Following months of discussion and negotiations, Baron Oil's board has decided that it will not serve any useful purpose in pursuing a legal action to wind up Union Oil & Gas in the British Virgin Islands.

Furthermore, by pursuing any legal action can damage the company’s farm-out discussions with third parties and can also impact its status of the contract licence for Block Z-34.

As there is only less time remaining for the contract, Baron Oil stated that it needed to come out with a new working relationship with Union Oil & Gas that can help in playing its role in both the ongoing operations and the farm-out discussions.

After Union Oil & Gas failed to meet is financial obligations following the approval of public deed this February, both the companies negotiated and agreed a termination agreement to the FIA that will be effective from 8 September. 

Baron Oil stated that Union Oil & Gas has not paid any funds when the contract operating agreement was terminated this April. With the termination agreement being reached,  Union Oil & Gas has no liability to pay the $2m that should have been paid on completion.

Taking local taxes and other costs into account, it would have been payable but, they were conditional on the receipt of the $2m.

Costs incurred under the FIA between April and August are still due from Union.

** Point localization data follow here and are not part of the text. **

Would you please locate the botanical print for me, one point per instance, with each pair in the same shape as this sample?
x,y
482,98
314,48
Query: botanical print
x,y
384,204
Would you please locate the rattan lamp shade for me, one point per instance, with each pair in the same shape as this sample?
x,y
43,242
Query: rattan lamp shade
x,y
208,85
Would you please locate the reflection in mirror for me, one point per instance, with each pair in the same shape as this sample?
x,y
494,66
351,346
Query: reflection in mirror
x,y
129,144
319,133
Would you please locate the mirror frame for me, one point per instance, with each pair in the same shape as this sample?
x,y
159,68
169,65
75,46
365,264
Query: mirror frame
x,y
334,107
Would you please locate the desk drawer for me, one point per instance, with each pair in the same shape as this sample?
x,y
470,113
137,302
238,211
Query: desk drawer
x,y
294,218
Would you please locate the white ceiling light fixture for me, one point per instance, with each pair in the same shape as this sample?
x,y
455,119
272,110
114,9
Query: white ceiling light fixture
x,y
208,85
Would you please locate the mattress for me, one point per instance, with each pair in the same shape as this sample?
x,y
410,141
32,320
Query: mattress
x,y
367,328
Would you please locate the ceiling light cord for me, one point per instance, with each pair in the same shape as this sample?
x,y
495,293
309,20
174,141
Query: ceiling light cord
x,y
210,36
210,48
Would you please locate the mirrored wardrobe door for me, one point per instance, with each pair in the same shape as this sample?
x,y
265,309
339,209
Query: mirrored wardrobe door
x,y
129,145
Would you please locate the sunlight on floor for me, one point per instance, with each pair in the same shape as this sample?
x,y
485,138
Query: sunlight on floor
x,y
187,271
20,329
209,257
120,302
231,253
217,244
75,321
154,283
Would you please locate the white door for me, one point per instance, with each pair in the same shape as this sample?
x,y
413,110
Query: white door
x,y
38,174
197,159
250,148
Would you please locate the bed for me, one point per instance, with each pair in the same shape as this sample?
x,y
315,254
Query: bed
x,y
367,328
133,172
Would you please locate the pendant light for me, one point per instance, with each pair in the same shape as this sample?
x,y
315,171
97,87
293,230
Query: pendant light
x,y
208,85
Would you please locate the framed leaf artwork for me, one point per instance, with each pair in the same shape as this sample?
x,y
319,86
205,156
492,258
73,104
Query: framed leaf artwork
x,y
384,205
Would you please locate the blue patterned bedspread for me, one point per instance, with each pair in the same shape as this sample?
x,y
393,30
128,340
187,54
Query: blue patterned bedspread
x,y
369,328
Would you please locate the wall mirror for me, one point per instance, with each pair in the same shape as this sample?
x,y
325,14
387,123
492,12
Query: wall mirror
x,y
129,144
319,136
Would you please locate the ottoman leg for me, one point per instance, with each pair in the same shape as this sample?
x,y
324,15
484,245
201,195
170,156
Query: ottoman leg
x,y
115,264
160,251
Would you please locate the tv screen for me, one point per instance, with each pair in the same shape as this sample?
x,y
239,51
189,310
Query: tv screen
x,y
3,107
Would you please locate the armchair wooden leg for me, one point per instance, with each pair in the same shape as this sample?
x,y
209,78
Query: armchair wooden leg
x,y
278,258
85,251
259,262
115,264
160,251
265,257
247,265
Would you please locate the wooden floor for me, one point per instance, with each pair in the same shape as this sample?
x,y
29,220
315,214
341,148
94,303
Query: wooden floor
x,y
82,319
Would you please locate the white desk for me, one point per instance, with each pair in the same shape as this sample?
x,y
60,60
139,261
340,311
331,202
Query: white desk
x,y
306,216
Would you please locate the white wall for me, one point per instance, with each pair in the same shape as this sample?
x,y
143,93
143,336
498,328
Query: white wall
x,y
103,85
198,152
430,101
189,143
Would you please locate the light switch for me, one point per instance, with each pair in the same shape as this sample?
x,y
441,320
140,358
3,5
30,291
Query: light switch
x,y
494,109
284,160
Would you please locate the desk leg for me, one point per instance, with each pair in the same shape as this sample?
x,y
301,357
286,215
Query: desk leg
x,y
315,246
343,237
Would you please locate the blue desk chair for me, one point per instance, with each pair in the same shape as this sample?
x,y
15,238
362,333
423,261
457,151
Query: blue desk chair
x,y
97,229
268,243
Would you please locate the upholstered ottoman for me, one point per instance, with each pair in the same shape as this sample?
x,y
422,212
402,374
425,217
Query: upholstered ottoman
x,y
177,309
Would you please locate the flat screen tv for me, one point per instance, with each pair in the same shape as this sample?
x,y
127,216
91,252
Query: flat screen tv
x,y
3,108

However as of 8 September, all costs on Z-34 will be shared between Baron and Plectrum Petroleum Ltd Succursal del Peru (a wholly-owned subsidiary of UOGG) on a 50:50 basis.

Baron chairman Bill Colvin said: "UOGG's failure to abide by the terms of the FIA was extremely disappointing, placing Baron in a very difficult position, and the Termination Agreement is definitely not the best financial outcome for Baron."